New Required Reporting Proposed to Close Gender Pay Gap


On Friday, President Obama announced a proposal submitted by the EEOC that would require employers with 100+ employees to report, not just employee demographic data, but also pay data. The objective is for employers to provide data that could then be used to search for patterns of discrimination, or to support existing discrimination claims. It is hoped that the report will spotlight any inequities in pay data by gender, race, and ethnicity, and prompt employers to examine their pay practices and correct any potential discriminatory practices.

The Deets:

Who has to comply with the reporting of pay data?

  • Any employer in the US with 100+ employee

When will you have to comply?

  • The proposal was officially published on 2/1/2016, which means it has the normal 60 day commentary period until 4/1/2016.
  • Assuming all goes as planned, the first report will be due 9/30/2017, using data from any pay period between July and September of 2017. So, you have more than a year and a half to find and resolve any potential issues.

What does compliance look like?

How can you comply?

This proposed reporting is huge because it makes visible any differences in pay trends. Once those differences are visible and documented, they have to be corrected. So what should you do? Get ahead of it! You’ve got some time to get your ducks in a row. Get!

  • Make sure you are appropriately gathering information on your employee demographics, including race, gender, and ethnicity data.

 

  • Do an audit. In most cases, if you have a lawyer conduct that audit, the results are protected by attorney/client privilege. In any case, you should absolutely be looking to see that you are paying fairly for similar positions with similar responsibilities. If you have employees in NY or California, this is triply important for you as in each of your states, there is new legislation requiring fair pay on the basis of gender. PayScale will be hosting a webinar on February 11th that digs into the California Fair Pay Act.

 

  • Have a sound compensation plan (ie legally defensible). How is your starting wage determined? How are increases determined? Make sure that you can explain any difference in pay that exists.
  • Ensure that pay practices are clear and documented. Every manager should know how pay is determined in your organization.
  • Training your managers on what pay discrimination means, and the laws that prevent it. You’ll need their help to comply.

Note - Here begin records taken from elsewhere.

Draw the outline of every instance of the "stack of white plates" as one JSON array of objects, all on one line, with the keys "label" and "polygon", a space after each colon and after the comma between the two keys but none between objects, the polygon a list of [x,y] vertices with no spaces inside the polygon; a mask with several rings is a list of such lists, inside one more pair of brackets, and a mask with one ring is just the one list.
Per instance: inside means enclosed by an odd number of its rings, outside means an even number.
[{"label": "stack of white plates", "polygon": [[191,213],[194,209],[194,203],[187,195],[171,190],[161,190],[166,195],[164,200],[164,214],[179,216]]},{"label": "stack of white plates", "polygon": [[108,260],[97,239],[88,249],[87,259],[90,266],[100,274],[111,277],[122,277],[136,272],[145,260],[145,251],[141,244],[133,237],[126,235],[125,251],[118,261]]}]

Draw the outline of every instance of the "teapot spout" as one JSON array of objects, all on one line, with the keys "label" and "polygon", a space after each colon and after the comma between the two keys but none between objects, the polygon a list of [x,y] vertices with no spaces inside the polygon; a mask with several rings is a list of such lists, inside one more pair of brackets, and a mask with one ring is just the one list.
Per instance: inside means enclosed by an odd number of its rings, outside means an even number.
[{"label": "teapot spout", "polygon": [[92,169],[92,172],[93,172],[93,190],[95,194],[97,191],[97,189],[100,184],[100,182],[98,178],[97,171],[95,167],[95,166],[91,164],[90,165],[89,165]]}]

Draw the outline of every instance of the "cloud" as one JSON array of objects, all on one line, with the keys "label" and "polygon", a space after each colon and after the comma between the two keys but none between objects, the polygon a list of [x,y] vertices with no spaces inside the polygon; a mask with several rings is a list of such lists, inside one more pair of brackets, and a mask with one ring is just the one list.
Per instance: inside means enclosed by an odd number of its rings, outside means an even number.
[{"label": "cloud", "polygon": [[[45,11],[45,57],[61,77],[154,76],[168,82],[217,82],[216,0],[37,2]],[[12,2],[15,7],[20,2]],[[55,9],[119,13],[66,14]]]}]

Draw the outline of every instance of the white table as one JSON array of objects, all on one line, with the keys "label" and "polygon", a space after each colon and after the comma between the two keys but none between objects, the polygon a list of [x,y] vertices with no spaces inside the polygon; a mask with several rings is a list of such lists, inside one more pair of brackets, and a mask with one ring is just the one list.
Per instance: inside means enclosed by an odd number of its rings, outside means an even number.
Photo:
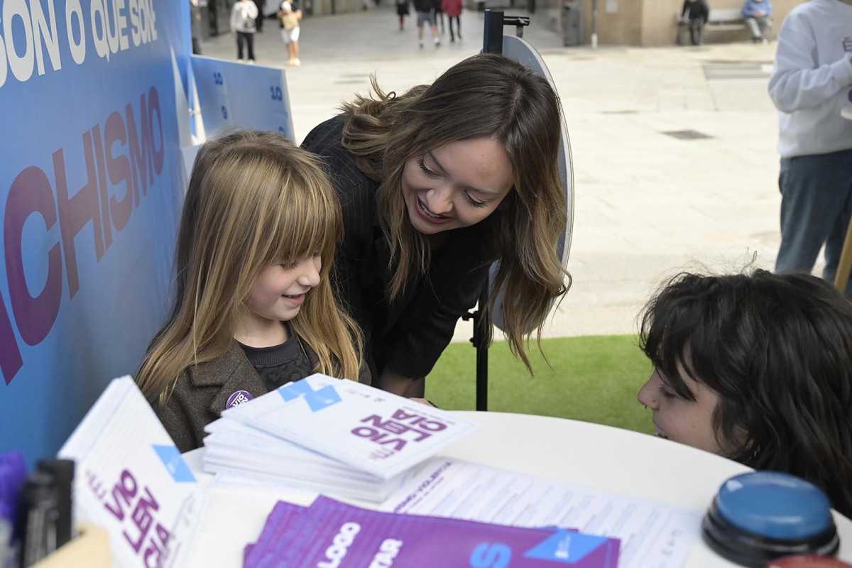
[{"label": "white table", "polygon": [[[458,412],[482,427],[442,455],[522,473],[596,487],[613,493],[695,509],[705,509],[722,483],[749,468],[666,439],[608,426],[501,412]],[[564,451],[553,451],[554,447]],[[199,481],[204,450],[185,454]],[[241,566],[243,547],[255,542],[279,499],[309,505],[316,494],[265,488],[210,487],[210,502],[190,565]],[[366,503],[360,503],[369,506]],[[852,521],[834,513],[840,534],[838,557],[852,560]],[[686,568],[737,565],[702,542],[693,547]]]}]

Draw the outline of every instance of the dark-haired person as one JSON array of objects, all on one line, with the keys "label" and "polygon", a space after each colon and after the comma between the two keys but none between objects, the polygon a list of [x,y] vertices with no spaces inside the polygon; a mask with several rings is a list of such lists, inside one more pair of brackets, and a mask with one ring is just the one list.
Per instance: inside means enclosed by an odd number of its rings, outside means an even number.
[{"label": "dark-haired person", "polygon": [[710,7],[705,0],[683,0],[681,21],[689,28],[689,42],[693,45],[704,43],[704,26],[710,18]]},{"label": "dark-haired person", "polygon": [[373,384],[423,396],[497,259],[509,342],[529,368],[525,343],[567,290],[556,252],[567,216],[556,93],[495,55],[403,94],[373,89],[302,145],[323,158],[340,197],[332,278],[364,332]]},{"label": "dark-haired person", "polygon": [[798,475],[852,517],[852,304],[803,273],[682,273],[645,307],[657,435]]}]

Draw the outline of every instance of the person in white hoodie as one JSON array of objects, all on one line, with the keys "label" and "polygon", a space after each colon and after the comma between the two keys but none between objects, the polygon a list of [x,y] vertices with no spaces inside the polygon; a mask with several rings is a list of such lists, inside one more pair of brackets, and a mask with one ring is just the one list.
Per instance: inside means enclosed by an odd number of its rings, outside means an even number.
[{"label": "person in white hoodie", "polygon": [[[852,0],[797,6],[778,33],[769,96],[780,111],[781,245],[776,273],[833,280],[852,217]],[[846,290],[852,296],[852,279]]]},{"label": "person in white hoodie", "polygon": [[248,48],[249,63],[255,62],[255,32],[257,6],[251,0],[237,0],[231,10],[231,32],[237,33],[237,59],[243,60],[243,46]]}]

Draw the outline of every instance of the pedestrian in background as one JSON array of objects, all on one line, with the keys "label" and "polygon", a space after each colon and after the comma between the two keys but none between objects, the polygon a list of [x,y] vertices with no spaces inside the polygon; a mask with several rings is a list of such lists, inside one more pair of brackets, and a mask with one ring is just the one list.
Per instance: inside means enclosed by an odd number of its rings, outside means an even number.
[{"label": "pedestrian in background", "polygon": [[255,20],[255,27],[258,33],[263,32],[263,0],[252,0],[257,8],[257,19]]},{"label": "pedestrian in background", "polygon": [[247,48],[249,63],[255,62],[255,20],[257,7],[251,0],[238,0],[231,10],[231,32],[237,34],[237,60],[243,60],[243,49]]},{"label": "pedestrian in background", "polygon": [[429,24],[432,28],[435,47],[440,45],[438,27],[435,25],[435,0],[414,0],[414,9],[417,13],[417,41],[420,43],[420,47],[423,46],[424,24]]},{"label": "pedestrian in background", "polygon": [[396,14],[400,16],[400,32],[406,29],[406,16],[408,15],[408,0],[396,0]]},{"label": "pedestrian in background", "polygon": [[852,120],[841,115],[852,96],[850,24],[852,0],[811,0],[794,8],[778,32],[769,77],[780,111],[777,273],[810,272],[825,245],[822,278],[837,275],[852,217]]},{"label": "pedestrian in background", "polygon": [[450,26],[450,41],[456,41],[456,37],[452,34],[452,20],[456,20],[456,36],[462,39],[462,0],[441,0],[441,9],[446,14],[446,22]]},{"label": "pedestrian in background", "polygon": [[190,30],[193,37],[193,54],[201,55],[201,10],[199,0],[189,0],[189,17],[192,20]]},{"label": "pedestrian in background", "polygon": [[278,11],[278,17],[281,20],[281,39],[287,46],[287,55],[290,60],[287,65],[298,67],[302,65],[299,60],[299,35],[302,26],[302,10],[294,10],[293,5],[287,0],[281,3],[281,9]]},{"label": "pedestrian in background", "polygon": [[435,23],[440,28],[440,35],[446,33],[446,27],[444,26],[444,10],[440,5],[441,0],[435,0],[433,9],[435,9]]},{"label": "pedestrian in background", "polygon": [[751,41],[755,43],[768,43],[767,32],[772,28],[772,3],[769,0],[746,0],[743,4],[743,17],[746,25],[751,30]]},{"label": "pedestrian in background", "polygon": [[689,42],[693,45],[704,43],[704,26],[710,18],[710,7],[705,0],[683,0],[681,21],[689,28]]}]

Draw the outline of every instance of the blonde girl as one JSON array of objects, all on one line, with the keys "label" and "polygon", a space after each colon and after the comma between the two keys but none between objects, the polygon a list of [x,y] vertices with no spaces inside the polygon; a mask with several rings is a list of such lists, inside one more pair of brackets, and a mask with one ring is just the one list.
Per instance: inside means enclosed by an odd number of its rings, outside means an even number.
[{"label": "blonde girl", "polygon": [[242,130],[201,147],[174,306],[136,376],[181,451],[222,410],[313,372],[369,382],[328,279],[342,230],[328,179],[283,136]]}]

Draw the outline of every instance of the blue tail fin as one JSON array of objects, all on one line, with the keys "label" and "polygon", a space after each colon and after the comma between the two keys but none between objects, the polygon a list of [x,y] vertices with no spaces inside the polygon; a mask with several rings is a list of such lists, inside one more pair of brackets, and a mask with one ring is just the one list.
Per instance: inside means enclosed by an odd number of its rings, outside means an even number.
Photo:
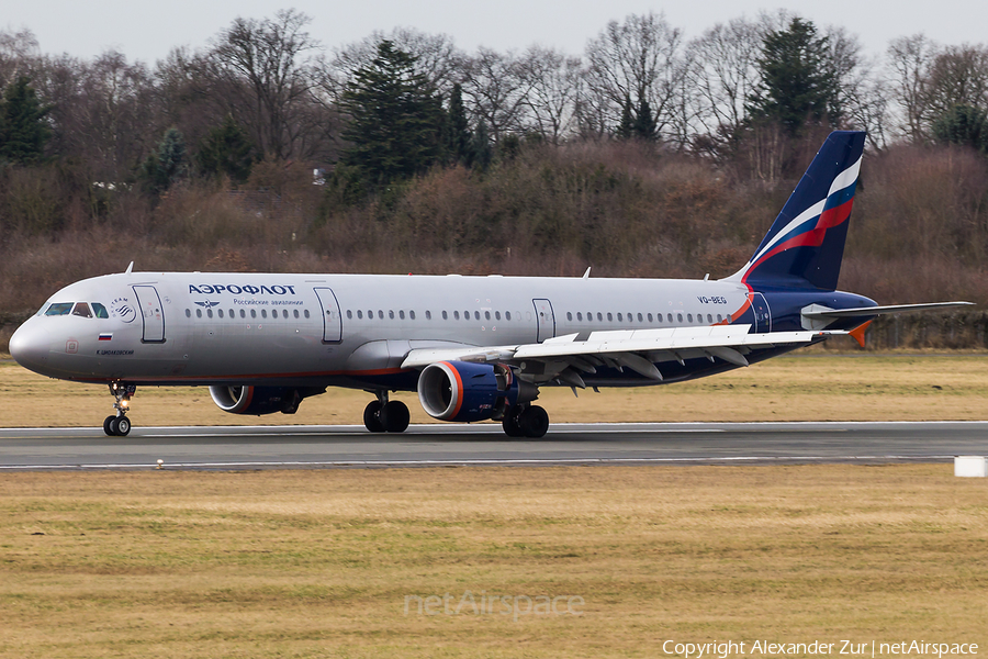
[{"label": "blue tail fin", "polygon": [[864,133],[854,131],[827,137],[754,256],[730,280],[752,287],[837,288],[864,139]]}]

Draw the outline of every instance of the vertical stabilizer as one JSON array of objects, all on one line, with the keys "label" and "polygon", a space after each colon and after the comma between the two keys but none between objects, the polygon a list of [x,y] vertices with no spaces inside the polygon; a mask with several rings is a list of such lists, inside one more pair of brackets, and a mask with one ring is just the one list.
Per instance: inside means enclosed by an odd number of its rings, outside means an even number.
[{"label": "vertical stabilizer", "polygon": [[857,131],[827,137],[754,256],[729,280],[755,288],[837,288],[864,141]]}]

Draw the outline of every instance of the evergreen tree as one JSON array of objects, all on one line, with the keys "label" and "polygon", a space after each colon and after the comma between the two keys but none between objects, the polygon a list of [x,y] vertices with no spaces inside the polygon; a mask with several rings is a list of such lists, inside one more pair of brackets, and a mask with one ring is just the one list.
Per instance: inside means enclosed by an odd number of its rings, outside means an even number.
[{"label": "evergreen tree", "polygon": [[176,127],[165,131],[158,150],[144,161],[143,178],[148,190],[160,194],[189,174],[186,138]]},{"label": "evergreen tree", "polygon": [[486,171],[494,160],[494,147],[491,146],[491,136],[487,133],[487,124],[484,120],[476,123],[473,139],[470,144],[470,166]]},{"label": "evergreen tree", "polygon": [[962,144],[988,153],[988,113],[973,105],[954,105],[933,122],[933,136],[944,144]]},{"label": "evergreen tree", "polygon": [[412,177],[439,161],[446,120],[439,94],[415,70],[416,58],[384,40],[373,60],[347,83],[345,165],[377,185]]},{"label": "evergreen tree", "polygon": [[798,18],[786,30],[770,32],[757,59],[761,79],[748,99],[750,119],[777,122],[791,135],[808,120],[837,126],[841,104],[828,46],[812,22]]},{"label": "evergreen tree", "polygon": [[467,122],[467,109],[463,107],[463,89],[460,83],[453,85],[449,97],[449,135],[447,149],[449,157],[454,163],[468,163],[470,160],[470,124]]},{"label": "evergreen tree", "polygon": [[655,116],[652,114],[649,101],[643,97],[638,101],[638,113],[635,115],[631,133],[638,139],[645,142],[654,142],[659,138],[659,126],[655,123]]},{"label": "evergreen tree", "polygon": [[621,104],[621,123],[617,130],[618,139],[631,139],[635,136],[635,119],[631,115],[631,97],[625,94],[625,102]]},{"label": "evergreen tree", "polygon": [[45,123],[50,108],[43,107],[30,80],[21,76],[3,92],[0,105],[0,159],[35,163],[42,158],[52,130]]},{"label": "evergreen tree", "polygon": [[210,131],[197,155],[199,171],[216,177],[225,174],[234,183],[243,183],[250,176],[256,149],[246,131],[227,114],[223,125]]}]

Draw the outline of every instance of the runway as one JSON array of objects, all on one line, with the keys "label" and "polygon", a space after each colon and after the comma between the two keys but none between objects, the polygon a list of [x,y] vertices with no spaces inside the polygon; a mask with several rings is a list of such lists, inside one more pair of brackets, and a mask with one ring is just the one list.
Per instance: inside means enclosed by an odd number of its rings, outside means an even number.
[{"label": "runway", "polygon": [[988,422],[554,424],[539,440],[499,425],[0,429],[0,472],[553,465],[947,461],[988,455]]}]

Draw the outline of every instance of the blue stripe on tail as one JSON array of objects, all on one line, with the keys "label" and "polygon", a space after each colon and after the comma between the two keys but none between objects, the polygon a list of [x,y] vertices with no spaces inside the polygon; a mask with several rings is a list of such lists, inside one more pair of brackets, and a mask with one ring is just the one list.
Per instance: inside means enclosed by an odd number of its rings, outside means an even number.
[{"label": "blue stripe on tail", "polygon": [[837,288],[864,141],[857,131],[827,137],[754,256],[729,280],[752,288]]}]

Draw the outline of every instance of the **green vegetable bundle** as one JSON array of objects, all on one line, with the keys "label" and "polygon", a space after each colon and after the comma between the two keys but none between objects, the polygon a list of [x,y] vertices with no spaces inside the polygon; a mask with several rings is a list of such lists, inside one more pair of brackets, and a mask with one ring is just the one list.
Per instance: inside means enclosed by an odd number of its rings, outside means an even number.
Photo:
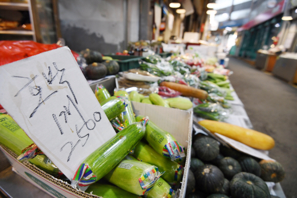
[{"label": "green vegetable bundle", "polygon": [[153,148],[142,142],[135,147],[133,156],[140,161],[156,166],[161,172],[165,171],[161,177],[167,182],[176,184],[182,179],[182,166],[159,154]]},{"label": "green vegetable bundle", "polygon": [[123,99],[112,96],[101,103],[101,107],[109,120],[119,115],[125,110],[125,101]]},{"label": "green vegetable bundle", "polygon": [[[33,142],[10,115],[0,113],[0,143],[19,155]],[[37,155],[29,162],[48,174],[58,175],[59,169],[45,155]]]},{"label": "green vegetable bundle", "polygon": [[105,100],[111,97],[110,94],[107,89],[102,85],[96,86],[95,95],[100,104]]},{"label": "green vegetable bundle", "polygon": [[142,123],[135,123],[120,131],[84,160],[78,168],[72,185],[86,186],[103,177],[135,147],[145,131]]},{"label": "green vegetable bundle", "polygon": [[153,189],[146,195],[146,198],[174,198],[176,196],[176,192],[162,178],[158,180]]},{"label": "green vegetable bundle", "polygon": [[157,167],[145,162],[123,160],[104,179],[128,192],[142,195],[152,189],[162,173]]},{"label": "green vegetable bundle", "polygon": [[[139,122],[143,116],[136,117]],[[151,121],[148,121],[145,129],[144,138],[160,155],[176,160],[185,156],[183,147],[168,132],[161,129]]]},{"label": "green vegetable bundle", "polygon": [[116,186],[96,183],[90,186],[86,192],[104,198],[141,198]]},{"label": "green vegetable bundle", "polygon": [[125,101],[126,107],[125,110],[119,115],[119,119],[124,127],[136,122],[135,116],[132,109],[132,105],[129,99],[129,95],[125,91],[119,90],[115,92],[114,95],[118,96]]}]

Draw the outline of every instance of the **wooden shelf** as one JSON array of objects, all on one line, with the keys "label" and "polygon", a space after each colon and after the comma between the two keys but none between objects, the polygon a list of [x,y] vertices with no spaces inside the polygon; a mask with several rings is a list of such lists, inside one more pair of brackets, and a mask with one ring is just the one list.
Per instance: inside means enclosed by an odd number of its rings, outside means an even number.
[{"label": "wooden shelf", "polygon": [[34,35],[33,31],[28,30],[0,30],[0,34]]},{"label": "wooden shelf", "polygon": [[24,3],[0,2],[0,9],[29,10],[29,4]]}]

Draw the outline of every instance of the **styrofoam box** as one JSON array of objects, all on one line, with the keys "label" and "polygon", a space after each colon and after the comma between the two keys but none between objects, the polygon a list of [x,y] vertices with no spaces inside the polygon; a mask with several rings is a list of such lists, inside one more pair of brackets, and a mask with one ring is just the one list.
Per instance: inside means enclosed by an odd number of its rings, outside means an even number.
[{"label": "styrofoam box", "polygon": [[[150,117],[162,129],[169,132],[179,143],[186,148],[192,144],[193,112],[159,106],[133,102],[133,109],[137,115],[145,115]],[[56,197],[99,197],[73,188],[71,185],[58,180],[40,170],[35,165],[25,162],[20,163],[16,160],[17,155],[7,148],[1,146],[14,170],[23,178],[37,188]],[[185,195],[186,182],[189,168],[190,149],[187,149],[184,172],[180,189],[178,190],[179,198]]]},{"label": "styrofoam box", "polygon": [[171,133],[186,149],[190,148],[187,149],[181,188],[177,192],[178,197],[185,197],[191,156],[193,111],[136,102],[132,102],[132,107],[136,115],[148,116],[150,121]]}]

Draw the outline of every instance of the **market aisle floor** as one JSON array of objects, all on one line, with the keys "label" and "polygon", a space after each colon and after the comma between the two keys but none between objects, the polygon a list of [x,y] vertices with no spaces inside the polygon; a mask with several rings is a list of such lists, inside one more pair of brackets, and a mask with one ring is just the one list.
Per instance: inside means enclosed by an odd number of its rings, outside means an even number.
[{"label": "market aisle floor", "polygon": [[297,89],[235,58],[229,67],[234,72],[230,81],[254,129],[275,141],[269,156],[285,168],[281,184],[286,196],[297,197]]}]

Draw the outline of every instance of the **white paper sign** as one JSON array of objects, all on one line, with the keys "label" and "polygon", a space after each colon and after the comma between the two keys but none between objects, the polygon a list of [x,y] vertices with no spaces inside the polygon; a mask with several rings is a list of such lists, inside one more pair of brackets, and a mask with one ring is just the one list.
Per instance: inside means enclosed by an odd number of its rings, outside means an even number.
[{"label": "white paper sign", "polygon": [[0,104],[69,179],[116,135],[67,47],[0,67]]},{"label": "white paper sign", "polygon": [[221,139],[224,141],[229,145],[231,146],[236,150],[248,154],[250,155],[260,158],[261,159],[275,161],[274,160],[269,157],[268,155],[264,153],[264,152],[266,151],[262,151],[255,149],[247,145],[245,145],[244,144],[242,144],[239,142],[231,139],[219,133],[215,133],[215,134],[220,137]]}]

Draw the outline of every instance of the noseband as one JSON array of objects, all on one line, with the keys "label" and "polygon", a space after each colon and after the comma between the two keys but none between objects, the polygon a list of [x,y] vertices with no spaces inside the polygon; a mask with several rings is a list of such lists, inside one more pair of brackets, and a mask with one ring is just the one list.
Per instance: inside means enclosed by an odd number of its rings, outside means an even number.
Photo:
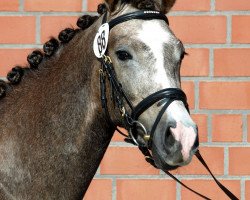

Here’s something not to do: don’t decide to pay everyone the same because you’re afraid of reporting on you pay practices. Performance still matters, and it matters even more to the millennial population that is now the workforce’s largest population. Notice that a lot of litigation is talking now about fair pay not equal pay. It’s fair to be paid more if, given the same experience and opportunities, your work outperforms your peer’s work—regardless of which demographic box you fit into.

Go Beyond Compliance

On Friday, President Obama also announced that there will be a White House summit on “the United State of Women” in May. Much like he isn’t stopping with mere compliance, you can’t afford to do so either. Complying with the law is like trying to skimp by with the lowest performance possible to remain employed. Don’t just comply, get it right. And then once you’ve gotten it right, brag about it.

For a couple years now, a number of silicon valley tech companies have been reporting their pay diversity data. They’re committing to improving the pay bias they have, and reporting about those results. Millennials, as employees, are turning to employers who have fair pay. More than that, Millennials, as customers, are turning to companies that have fair practices as well. And the kind of fair pay that you can brag about isn’t mere compliance, it’s a much deeper and broader sense of fair pay that says:

  • For people working in similar jobs, we don’t have pay discrimination based on your demographic (gender, race, ethnicity)
  • We seek to have gender and racial diversity in our tech roles, which have tended to be less diverse
  • We seek to have gender and racial diversity in our leadership roles, which have tended to be less diverse

Now getting that right? That’s really something to brag about. Complying with the law is boring and kind of old school. Of the 50 states plus the District of Columbia, only 7 don’t have explicit equal pay laws regarding gender. And of those 7 states, 5 already have anti-discrimination laws on the books. Bottom line, in most places, fair pay is already legislated, it’s just not enforced. The litigation in NY and California, along with this proposed mandatory reporting, just seeks to push harder on the existing foundation. So find out where you are, and push the envelope a little. After all, were we not all created equal?

 

DISCLAIMER: this is intended to be informational, not to serve as legal advice.  If you think you have a potential pay discrimination issue, seek out a lawyer.